LE VOILE TOMBE SUBITEMENT


Il y a un mois, je remarquai chez ma femme une mélancolie plus profonde qu’à l’ordinaire. Elle travaillait assise, la tête penchée sur une broderie, et ne vit pas que je la regardais. Je l’examinai avec plus d’attention que je ne le faisais d’habitude et fus frappé de sa maigreur et de sa pâleur. J’entendais bien depuis quelque temps qu’elle avait une petite toux sèche, la nuit surtout, mais je n’y prenais pas garde… Mais ce jour-là, je courus chez Schréder pour le prier de venir tout de suite. Il ne put lui faire sa visite que le lendemain.

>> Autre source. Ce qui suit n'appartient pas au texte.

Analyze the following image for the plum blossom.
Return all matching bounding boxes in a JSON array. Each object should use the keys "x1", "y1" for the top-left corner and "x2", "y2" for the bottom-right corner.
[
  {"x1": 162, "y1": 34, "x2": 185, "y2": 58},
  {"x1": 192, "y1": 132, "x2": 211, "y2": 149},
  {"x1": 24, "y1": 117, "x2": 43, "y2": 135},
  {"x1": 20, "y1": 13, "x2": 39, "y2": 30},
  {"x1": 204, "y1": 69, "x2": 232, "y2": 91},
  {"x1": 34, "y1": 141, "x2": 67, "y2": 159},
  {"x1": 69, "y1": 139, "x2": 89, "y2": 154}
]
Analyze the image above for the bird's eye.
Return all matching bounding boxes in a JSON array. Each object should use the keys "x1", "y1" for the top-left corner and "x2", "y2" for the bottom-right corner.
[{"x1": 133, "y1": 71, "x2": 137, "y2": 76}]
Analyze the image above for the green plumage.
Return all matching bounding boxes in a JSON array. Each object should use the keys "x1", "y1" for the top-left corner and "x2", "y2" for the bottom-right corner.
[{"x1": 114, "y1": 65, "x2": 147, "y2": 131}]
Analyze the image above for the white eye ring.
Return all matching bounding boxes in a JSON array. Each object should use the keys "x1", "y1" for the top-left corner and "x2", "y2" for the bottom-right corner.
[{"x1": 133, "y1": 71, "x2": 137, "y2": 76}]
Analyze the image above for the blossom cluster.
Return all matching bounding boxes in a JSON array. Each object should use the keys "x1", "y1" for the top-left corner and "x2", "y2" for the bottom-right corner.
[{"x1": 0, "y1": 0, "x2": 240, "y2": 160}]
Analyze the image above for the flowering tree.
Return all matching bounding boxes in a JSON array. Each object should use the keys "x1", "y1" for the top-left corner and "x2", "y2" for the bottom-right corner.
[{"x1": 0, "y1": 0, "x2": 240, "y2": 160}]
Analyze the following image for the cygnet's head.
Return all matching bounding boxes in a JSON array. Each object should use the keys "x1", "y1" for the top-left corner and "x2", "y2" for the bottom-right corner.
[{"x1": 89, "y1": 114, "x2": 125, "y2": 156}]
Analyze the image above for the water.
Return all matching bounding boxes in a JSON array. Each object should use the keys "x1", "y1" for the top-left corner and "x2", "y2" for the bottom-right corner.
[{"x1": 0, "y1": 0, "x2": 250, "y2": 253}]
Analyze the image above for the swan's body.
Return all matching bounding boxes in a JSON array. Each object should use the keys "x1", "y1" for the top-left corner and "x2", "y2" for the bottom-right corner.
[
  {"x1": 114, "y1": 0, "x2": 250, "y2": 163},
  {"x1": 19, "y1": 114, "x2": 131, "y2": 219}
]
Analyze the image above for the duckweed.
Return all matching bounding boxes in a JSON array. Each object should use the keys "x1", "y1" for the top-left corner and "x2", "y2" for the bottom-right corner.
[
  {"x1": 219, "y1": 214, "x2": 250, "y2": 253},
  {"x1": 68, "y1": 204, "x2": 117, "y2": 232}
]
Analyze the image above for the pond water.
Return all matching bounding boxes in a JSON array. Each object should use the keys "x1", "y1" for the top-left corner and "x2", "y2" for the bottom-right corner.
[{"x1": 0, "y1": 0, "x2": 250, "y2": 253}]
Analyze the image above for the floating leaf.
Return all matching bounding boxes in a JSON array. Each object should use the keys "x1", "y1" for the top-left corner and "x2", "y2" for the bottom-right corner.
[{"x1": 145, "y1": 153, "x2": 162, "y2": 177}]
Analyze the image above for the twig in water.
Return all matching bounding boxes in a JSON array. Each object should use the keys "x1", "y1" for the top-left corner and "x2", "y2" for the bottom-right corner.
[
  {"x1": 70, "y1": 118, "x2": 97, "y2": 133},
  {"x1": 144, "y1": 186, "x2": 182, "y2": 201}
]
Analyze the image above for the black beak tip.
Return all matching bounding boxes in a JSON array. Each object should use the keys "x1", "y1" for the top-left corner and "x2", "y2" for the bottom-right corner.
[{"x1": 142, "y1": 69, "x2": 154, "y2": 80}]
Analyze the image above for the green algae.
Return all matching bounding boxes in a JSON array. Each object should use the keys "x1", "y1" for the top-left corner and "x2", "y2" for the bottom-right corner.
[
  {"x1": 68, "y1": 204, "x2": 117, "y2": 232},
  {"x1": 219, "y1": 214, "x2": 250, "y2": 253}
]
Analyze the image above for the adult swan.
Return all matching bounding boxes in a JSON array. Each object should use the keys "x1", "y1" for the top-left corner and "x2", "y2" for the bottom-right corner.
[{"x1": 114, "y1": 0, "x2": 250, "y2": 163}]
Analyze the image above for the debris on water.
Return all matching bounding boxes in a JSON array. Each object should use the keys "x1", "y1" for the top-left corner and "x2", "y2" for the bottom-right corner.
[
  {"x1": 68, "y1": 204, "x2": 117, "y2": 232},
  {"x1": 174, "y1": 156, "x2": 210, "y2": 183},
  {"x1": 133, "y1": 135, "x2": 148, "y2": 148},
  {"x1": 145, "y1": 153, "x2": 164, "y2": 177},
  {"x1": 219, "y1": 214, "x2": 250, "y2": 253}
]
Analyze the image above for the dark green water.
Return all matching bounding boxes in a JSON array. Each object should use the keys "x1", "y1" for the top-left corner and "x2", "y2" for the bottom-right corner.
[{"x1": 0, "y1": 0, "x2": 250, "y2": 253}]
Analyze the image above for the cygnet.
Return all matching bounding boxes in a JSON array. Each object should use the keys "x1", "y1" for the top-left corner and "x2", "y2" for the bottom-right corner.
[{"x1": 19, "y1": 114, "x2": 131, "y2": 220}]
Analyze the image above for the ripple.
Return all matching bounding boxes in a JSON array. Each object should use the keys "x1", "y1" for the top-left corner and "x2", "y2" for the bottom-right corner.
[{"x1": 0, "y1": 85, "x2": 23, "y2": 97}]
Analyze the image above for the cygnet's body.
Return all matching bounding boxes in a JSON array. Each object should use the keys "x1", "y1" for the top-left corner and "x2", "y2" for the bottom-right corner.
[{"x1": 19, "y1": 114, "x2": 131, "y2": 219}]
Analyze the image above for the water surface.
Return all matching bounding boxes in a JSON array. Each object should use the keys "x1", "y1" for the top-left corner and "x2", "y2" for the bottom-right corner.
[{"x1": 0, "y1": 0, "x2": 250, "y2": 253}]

Elle fut très étonnée de le voir :

— Mais je me porte très bien, fit-elle avec un sourire vague.

Schréder ne sembla pas trop se préoccuper de son état (ces médecins sont parfois d’une négligence qui frise le mépris), mais quand il se trouva seul avec moi dans une autre pièce, il me dit que cela restait à ma femme de sa maladie, qu’il serait bon de partir au printemps, de nous installer au bord de la mer ou à la campagne. Bref, il fut ménager de ses paroles.

Quand il fut parti, ma femme me répéta :

— Mais je vais tout à fait bien, tout à fait bien…

Elle rougit et je ne compris pas encore de quoi elle rougissait. Elle avait honte que je fusse encore son mari, que je la soignasse comme un mari véritable. Mais, sur le moment, je ne saisis pas.